Following a rough start, Chris Boucher turned things around and became an integral contributor to the Raptors’ winning season.

Photo by Mitchell Leff/Getty Images

The Toronto Raptors’ 144-99 loss to the Cleveland Cavaliers on December 26 was an odd, forgettable, and mostly meaningless game. Marred by COVID-19, half of the Raptors’ players in that game were on temporary replacement contracts; Tremont Waters played 35 minutes and D.J. Wilson cracked the starting lineup. For the team, the game had little significance. But for Chris Boucher it was a turning point in his season, and maybe even his career.

Boucher entered the game with shooting splits of 42.6% from the field and 20.8% from beyond the arc. His scoring numbers were way down from the 2020-21 Tampa season. But beyond that, he wasn’t giving the team his signature all-out energy and hustle plays, leading to a big reduction in minutes and even a couple DNPs.

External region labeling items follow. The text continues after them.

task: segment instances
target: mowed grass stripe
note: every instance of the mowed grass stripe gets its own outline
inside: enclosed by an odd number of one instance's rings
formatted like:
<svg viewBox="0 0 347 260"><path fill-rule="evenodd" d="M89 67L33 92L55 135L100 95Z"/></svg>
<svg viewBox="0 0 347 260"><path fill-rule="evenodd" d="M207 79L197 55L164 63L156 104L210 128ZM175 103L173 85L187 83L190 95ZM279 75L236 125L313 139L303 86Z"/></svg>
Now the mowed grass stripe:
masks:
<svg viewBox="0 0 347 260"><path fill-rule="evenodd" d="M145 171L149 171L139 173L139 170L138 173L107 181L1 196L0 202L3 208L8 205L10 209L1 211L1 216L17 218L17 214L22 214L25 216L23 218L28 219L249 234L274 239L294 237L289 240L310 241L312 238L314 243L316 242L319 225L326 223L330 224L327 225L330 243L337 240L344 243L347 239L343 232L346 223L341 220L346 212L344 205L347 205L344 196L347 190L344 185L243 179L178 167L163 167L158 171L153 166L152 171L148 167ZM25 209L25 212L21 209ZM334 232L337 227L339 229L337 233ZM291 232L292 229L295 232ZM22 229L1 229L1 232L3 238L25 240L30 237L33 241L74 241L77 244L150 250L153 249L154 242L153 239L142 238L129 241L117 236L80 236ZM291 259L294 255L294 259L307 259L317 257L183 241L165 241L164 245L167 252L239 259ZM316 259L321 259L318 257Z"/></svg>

The Boxing Day loss to the Cavs was the culmination of a disappointing couple months. With basically every rotation player ruled out, Boucher figured to be the team’s primary option that night. Obviously, nobody expected Boucher to lead the carcass of an NBA team to defeat the healthy Cavs. But Boucher ended up playing what he described as “one of [his] worst games ever” in their 45-point loss, shooting 6-for-19, 2-for-10 from deep, and coughing up five turnovers. His family turned off the TV that night and many fans wondered what kind of return a Boucher trade would net. Boucher would later say about the game: “It definitely changed my life. It changed my perspective.” It was frustrating to watch — but rooting for Boucher as he built himself back up was all the more rewarding. And he used that moment to do just that.

On a team largely bereft of depth, Chris Boucher may well have ended up as the Raptors’ most important bench player. He finished the season with the third-best total plus-minus on the team according to StatMuse. Even with dips in his shooting numbers (9.4 points on 46.4 FG% and 29.7 3PT%, versus 13.6 points on 51.4 FG% and 38.3 3PT% in the 2020-21 season), Boucher’s refocusing in December allowed him to majorly impact games off the bench. Sure, Boucher’s numbers looked better in 20-21, but someone’s gotta score on a losing team. This season was Boucher’s best as a contributor to winning basketball. His aggressive offensive rebounding, timely cuts, and reduced mistakes made his injection of energy off the bench a necessity. The man quite simply played his ass off.

Boucher has spoken openly about his mid-season turnaround. In addition to studying film twice a day, the 6-foot-9 forward has credited pre-game meditation with helping to clear his mind. Ray Chow, athletic trainer for the Raptors, noticed that there was “so much going on in [Boucher’s] mind” while he was on the court, and suggested practicing meditation. From an outsider perspective, Boucher looked overly frustrated and at times checked out during the first couple months. Clearly, his new strategies helped him get back on track.

So how specifically did Boucher impact winning for the Raptors this season?

Given the roster’s dearth of shooting, the Raptors relied on crashing the offensive boards to create extra possessions. The length of their personnel allowed them to deploy this strategy — and Chris Boucher was key to its success. Boucher led all Raptors with 1.8 points per game off putbacks, and was second in offensive rebounds per game behind Scottie Barnes.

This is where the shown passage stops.